LeBlanc’s record from 2019 shows 26 games and just eight starts. But 13 times, he pitched as the bulk pitcher, a pitcher that followed an opener and was asked to throw deep into the game like a traditional starter. He did well in those games with an ERA of 4.09.
He had five bullpen outings where he went six innings or more, allowing one earned run or less. That was the most such games in the major leagues since Boston’s Bob Stanley had five in 1982.
“It was an experiment,” LeBlanc said of being a bulk pitcher. “And when the team is cutting your paychecks, you’ve got to do what they tell you to do. You know there were times when it was good. When it works out well, everyone is on board for it. But when it struggles, there are some questions. It is what it is. You put your head down and try to get as many outs as you can. My job is to be ready when they tell me to come in.”
LeBlanc is definitely a command and control lefty. His fastball has never averaged 90 mph or better over a full big league season. His four-seamer last year averaged 86.7 mph and his two-seamer was at 86.4 mph.

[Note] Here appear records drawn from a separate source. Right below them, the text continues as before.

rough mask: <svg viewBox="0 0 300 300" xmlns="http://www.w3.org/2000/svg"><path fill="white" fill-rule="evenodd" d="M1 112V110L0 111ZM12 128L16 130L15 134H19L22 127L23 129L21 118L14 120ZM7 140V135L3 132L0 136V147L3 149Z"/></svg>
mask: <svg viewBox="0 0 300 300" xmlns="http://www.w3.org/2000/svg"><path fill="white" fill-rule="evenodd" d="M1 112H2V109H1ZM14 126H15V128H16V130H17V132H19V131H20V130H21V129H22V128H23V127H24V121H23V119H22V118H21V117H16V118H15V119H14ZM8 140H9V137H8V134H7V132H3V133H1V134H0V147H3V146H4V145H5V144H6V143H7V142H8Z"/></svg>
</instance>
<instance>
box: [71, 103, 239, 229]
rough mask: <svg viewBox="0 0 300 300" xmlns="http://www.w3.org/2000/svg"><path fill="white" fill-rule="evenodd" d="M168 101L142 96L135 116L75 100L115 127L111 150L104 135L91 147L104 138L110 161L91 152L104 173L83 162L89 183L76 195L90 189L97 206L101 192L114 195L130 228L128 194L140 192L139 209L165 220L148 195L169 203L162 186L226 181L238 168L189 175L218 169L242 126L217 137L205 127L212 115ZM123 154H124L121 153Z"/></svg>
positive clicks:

“Changing speeds within the strike zone is very important for me, always has been,” he said. “Always will be. Guys with power stuff have a little more room for error. But for everyone in general, being able to change speeds inside the strike zone is something that can take someone’s game to the next level.”
And when I asked LeBlanc how he sized up his chances in this camp, his answer got right to the point.
“Gotta get outs,” he said.
And at just past the midpoint of camp he’s done that so far.
Mancini says thanks: A few of his veteran teammates talked about Trey Mancini yesterday in this entry. Mancini has left the team to undergo a non-baseball medical procedure this week, the details being kept private to this point.
Mancini thanked everyone for their support.